Sérgio C. Buarque

Na discussão sobre políticas sociais costuma haver uma grande confusão entre renda e ativo. A renda é um fluxo gerado por alguma atividade econômica, que se manifesta na forma de salário, lucro ou dividendos, juros e impostos. De modo que a distribuição de renda constitui uma simples transferência de mãos do que tenha sido gerado nas atividades econômicas. A grande vantagem da renda é a sua divisibilidade, na medida em que, expressa em unidades monetárias, pode ser fracionada em diferentes tamanhos, para sua distribuição. Mas é limitada e depende da fonte geradora. A renda distribuída pelo “Bolsa Família” e por outros programas sociais, por exemplo, é transferida do orçamento da União para as famílias pobres, mas foi gerada antes pela economia, e recolhida pelo Estado através dos impostos. Depende, portanto, do volume de renda gerada, e da parcela apropriada pelo Estado, e disponível para distribuição.
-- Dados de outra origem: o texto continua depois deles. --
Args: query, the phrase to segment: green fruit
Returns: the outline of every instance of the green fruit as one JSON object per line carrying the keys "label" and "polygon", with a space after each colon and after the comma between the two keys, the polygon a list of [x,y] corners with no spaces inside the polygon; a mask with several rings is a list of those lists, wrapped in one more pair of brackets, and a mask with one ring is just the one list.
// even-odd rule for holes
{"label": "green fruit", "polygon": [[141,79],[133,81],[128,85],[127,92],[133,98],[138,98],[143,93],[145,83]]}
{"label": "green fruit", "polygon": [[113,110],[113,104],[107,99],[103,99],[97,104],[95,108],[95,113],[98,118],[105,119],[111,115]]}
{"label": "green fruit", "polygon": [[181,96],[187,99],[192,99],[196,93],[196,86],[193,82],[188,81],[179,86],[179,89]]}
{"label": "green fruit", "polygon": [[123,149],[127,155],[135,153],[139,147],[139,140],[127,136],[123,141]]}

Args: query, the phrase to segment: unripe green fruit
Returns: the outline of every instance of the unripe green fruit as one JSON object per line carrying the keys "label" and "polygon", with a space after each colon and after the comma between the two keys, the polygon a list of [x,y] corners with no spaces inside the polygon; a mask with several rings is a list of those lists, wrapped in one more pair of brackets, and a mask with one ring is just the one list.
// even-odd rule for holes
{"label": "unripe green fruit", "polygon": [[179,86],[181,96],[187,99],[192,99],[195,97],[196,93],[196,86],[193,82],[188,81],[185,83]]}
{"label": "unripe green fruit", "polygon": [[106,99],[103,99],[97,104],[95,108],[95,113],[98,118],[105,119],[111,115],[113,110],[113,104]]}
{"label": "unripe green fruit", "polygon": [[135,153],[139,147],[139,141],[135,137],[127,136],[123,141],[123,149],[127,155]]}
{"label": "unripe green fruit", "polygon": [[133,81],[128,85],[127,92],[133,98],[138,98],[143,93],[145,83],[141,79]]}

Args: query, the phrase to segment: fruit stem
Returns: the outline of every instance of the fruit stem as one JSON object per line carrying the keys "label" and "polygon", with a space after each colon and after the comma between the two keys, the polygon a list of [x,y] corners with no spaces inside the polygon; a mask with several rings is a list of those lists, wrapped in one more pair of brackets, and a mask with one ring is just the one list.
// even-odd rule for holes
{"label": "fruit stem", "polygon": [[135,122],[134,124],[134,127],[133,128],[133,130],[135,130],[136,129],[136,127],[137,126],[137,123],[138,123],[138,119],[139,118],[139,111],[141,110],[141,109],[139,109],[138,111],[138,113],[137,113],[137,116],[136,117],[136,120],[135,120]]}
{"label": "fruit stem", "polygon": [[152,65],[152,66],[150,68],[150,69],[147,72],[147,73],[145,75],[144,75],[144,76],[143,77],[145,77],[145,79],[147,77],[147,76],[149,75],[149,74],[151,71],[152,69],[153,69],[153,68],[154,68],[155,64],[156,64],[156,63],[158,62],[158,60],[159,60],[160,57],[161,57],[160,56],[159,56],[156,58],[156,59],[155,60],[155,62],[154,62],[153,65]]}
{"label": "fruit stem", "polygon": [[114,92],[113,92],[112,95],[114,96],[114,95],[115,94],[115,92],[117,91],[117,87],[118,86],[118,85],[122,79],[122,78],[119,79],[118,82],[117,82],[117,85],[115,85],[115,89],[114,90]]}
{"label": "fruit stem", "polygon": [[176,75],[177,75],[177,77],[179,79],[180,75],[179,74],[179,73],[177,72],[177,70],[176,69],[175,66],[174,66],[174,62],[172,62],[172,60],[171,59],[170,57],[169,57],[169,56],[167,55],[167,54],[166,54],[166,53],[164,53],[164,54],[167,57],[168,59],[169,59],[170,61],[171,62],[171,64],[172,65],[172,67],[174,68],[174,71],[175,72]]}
O ativo, ao contrário, é um patrimônio (e não um fluxo) que, adequada e devidamente utilizado na produção, pode gerar renda e valor. Terras, máquinas, ferramentas ou equipamentos são ativos econômicos que, dependendo das suas características, podem ser organizados no processo produtivo. A distribuição de renda estará sempre dependendo de uma fonte geradora, que decorre de algum ativo econômico ou social. Mas esses ativos não são divisíveis como a renda, o que praticamente impede a sua distribuição equânime na sociedade, exceto, parcialmente, no caso da pequena propriedade agrícola para a produção familiar rural. Além disso, esses ativos físicos são caros, depreciam-se com o uso, e ficam obsoletos com o tempo, por conta das inovações tecnológicas.

Apenas um ativo é divisível, tem flexibilidade de uso, e não se deteriora com o tempo. Ao contrário, cresce e se amplia tanto mais quanto seja utilizado. Estou falando do ativo conhecimento, da educação e da qualificação profissional. Este é um ativo ilimitado, e que aumenta também quando se compartilha, porque é produzido e expandido pela troca e interação entre as pessoas e os saberes. Se a renda se encerra com o consumo, o conhecimento aumenta com o consumo e com a distribuição. Por isso, a mudança estrutural que promove o desenvolvimento e a equidade social sustentável só é possível com uma ampla distribuição social do ativo conhecimento, educação e qualificação, que prepare o cidadão para a vida e para o trabalho, viabilizando a convivência social e a geração de renda.

E por que a distribuição de renda é mais utilizada e valorizada nos nossos pobres países do que um empreendimento de distribuição do ativo conhecimento? Provavelmente porque é mais simples, fácil de operar e de resultado imediato. Além disso, a doação desperta um sentimento de gratidão do beneficiário pelo seu patrocinador. O estadista, ao contrário, não espera resultados rápidos nem gratidão, pensa na construção do futuro, que é lenta, penosa, e nem sempre bem compreendida pelo cidadão.